Introducing SwiftMacrosKit and PermissionKit

I’ve recently open-sourced two Swift packages aimed at reducing boilerplate and improving developer ergonomics across Apple platforms.

SwiftMacrosKit

SwiftMacrosKit provides 100+ Swift macros across multiple categories:

  • Creational patterns
    @Singleton, @Builder, @Factory

  • Validation & constraints
    @Validated, @Email, @RegexValidated

  • Async & concurrency
    @Retry, @Timeout, @Debounce

  • Persistence
    @UserDefault, @Keychain, @CloudSync, @CoreData

  • Networking
    @Endpoint, @GET, @POST, @MockResponse

  • Additional utilities for SwiftUI, logging, security, testing, and more.

The goal is to reduce repetitive infrastructure code while keeping APIs lightweight and idiomatic to Swift.

PermissionKit

PermissionKit is a unified permissions framework for Apple platforms.

Features include:

  • Async/await-first API

  • Support for 45+ Apple permissions

  • iOS, macOS, watchOS, and tvOS support

  • Combine and AsyncStream integrations

  • SwiftUI permission components

  • CLI support for Info.plist and entitlement generation

  • Built-in testing utilities

  • Zero external dependencies

Links

SwiftMacrosKit

PermissionKit

Both packages are MIT licensed, SPM-compatible, and actively maintained.
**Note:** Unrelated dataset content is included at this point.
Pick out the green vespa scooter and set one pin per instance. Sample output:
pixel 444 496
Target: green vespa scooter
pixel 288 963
Feedback, contributions, suggestions, and issue reports are very welcome.

3 Likes

The most interesting part in this macros was the Networking part for me.

Nice Job​:ok_hand:

1 Like

I’d really appreciate it if you could take a look at the repositories and share your experience and feedback.

  • Suggestions for enhancements or new macros are welcome.
  • Any fixes or improvements to the existing macros would be greatly appreciated.

A bit off topic, but imho builder and factory patterns make no sense in Swift: for builder just create additional init and factory for enum not adding any meaningful stuff.